SAN DIEGO - Uh-oh! Katy Perry's born-again minister parents were in the house. How would pop's new poster child for sexual experimentation deal with it?
As usual, she went straight to the point. After her second song at the sold-out House of Blues, she announced: "I'm so nervous. My parents are in the audience tonight. God bless them. They made me."
She explained how her parents didn't allow boys -- or sugar -- during her pre-teen years. Then Perry, still proudly naughty at age 24, confessed about her forbidden first crush: a boy at a Christian ice-skating night when she was 12.

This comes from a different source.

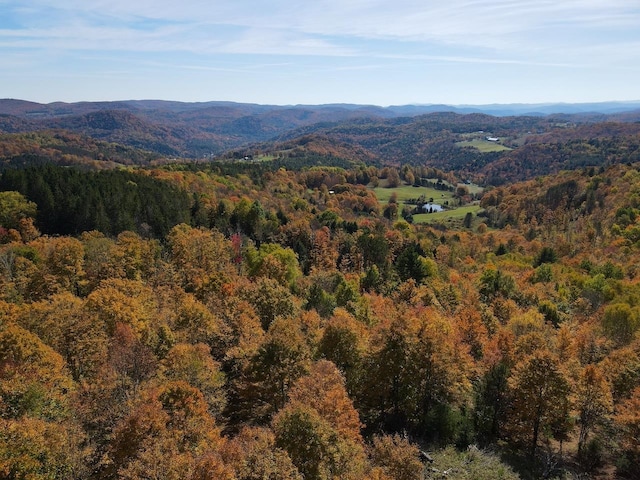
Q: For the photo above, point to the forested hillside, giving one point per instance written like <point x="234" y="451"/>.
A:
<point x="240" y="321"/>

The decade's most colorful and refreshing American pop star with the No. 1 hits "I Kissed a Girl" and "Hot N Cold," Perry oozes unabashed bubble-gum fun while provocatively pushing buttons. She's been called the new Madonna, the next Gwen Stefani, even "the love child of Zooey Deschanel and an anime character."

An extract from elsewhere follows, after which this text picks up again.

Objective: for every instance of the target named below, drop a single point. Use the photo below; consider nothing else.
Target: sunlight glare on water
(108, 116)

Perry is famous for having no filter when she speaks, though she felt compelled to apologize last year after describing herself as a "skinnier Lily Allen." After her San Diego show, she pulled up her skirt for a male reporter to show the bruises on her leg from four hours of dance rehearsal for that weekend's Grammy Awards. But she did censor herself a bit for her parents' sake.
"Usually, I kiss a girl after every single show," she said. "Tonight I made sure it was on the cheek. Plus, I didn't know if the girl was over 18, and I didn't want to get into that kind of mess." She giggled girlishly. "My parents liked it. They fully love and support me."

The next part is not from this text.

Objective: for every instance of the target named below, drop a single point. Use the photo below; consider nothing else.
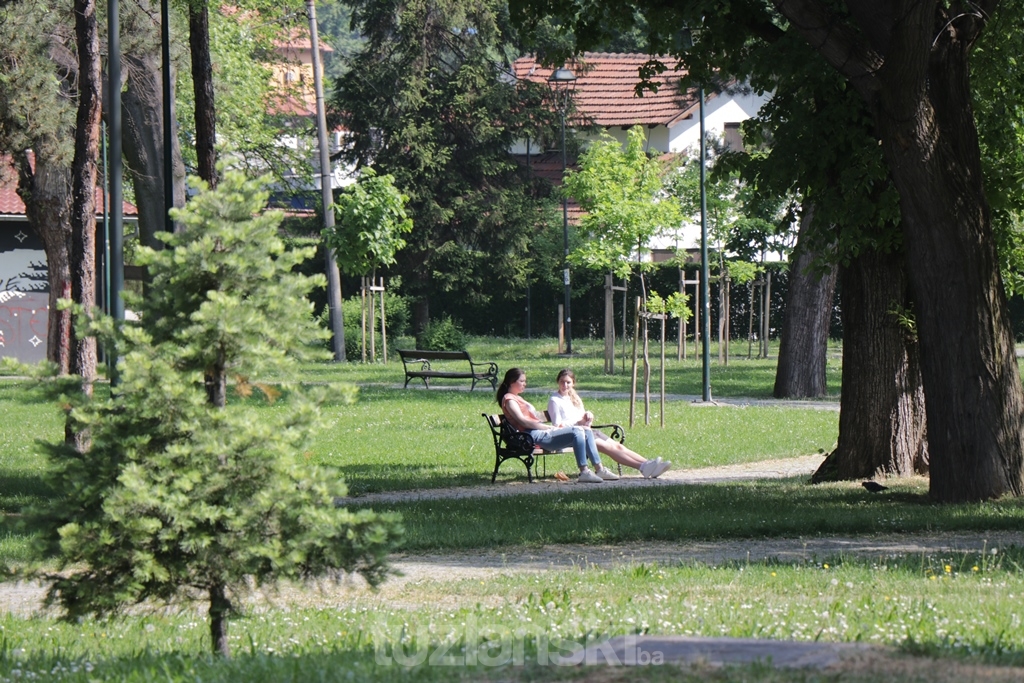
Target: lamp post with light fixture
(561, 83)
(705, 270)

Without prompting, Perry confessed that it wasn't her best performance. "Tonight I was, like, 85 percent. But I also started dancing today at 11 [a.m.] for four hours for the Grammys, and I also was stuck in a car for four hours driving," she said as midnight approached, along with a 5:30 a.m. radio interview with Ryan Seacrest in Los Angeles, where she lives. "So I definitely work. It's a lot of iced Sprites on your kneecaps after your show. But this is awesome."
When Perry told her mom about the exhausting day of Grammy choreography, "she was like, 'Oh, yeah. I remember when I was dancing on the stage at the Fillmore with Jim Morrison and the Doors.' I'm like, 'Mother! I've never heard that story.' And she was like, 'That was B.C.' She likes to say B.C. -- before Christ. Omigod, my parents are ridiculous. I'm going to turn into them, I'm sure. In some shape. We always do. We always dread it."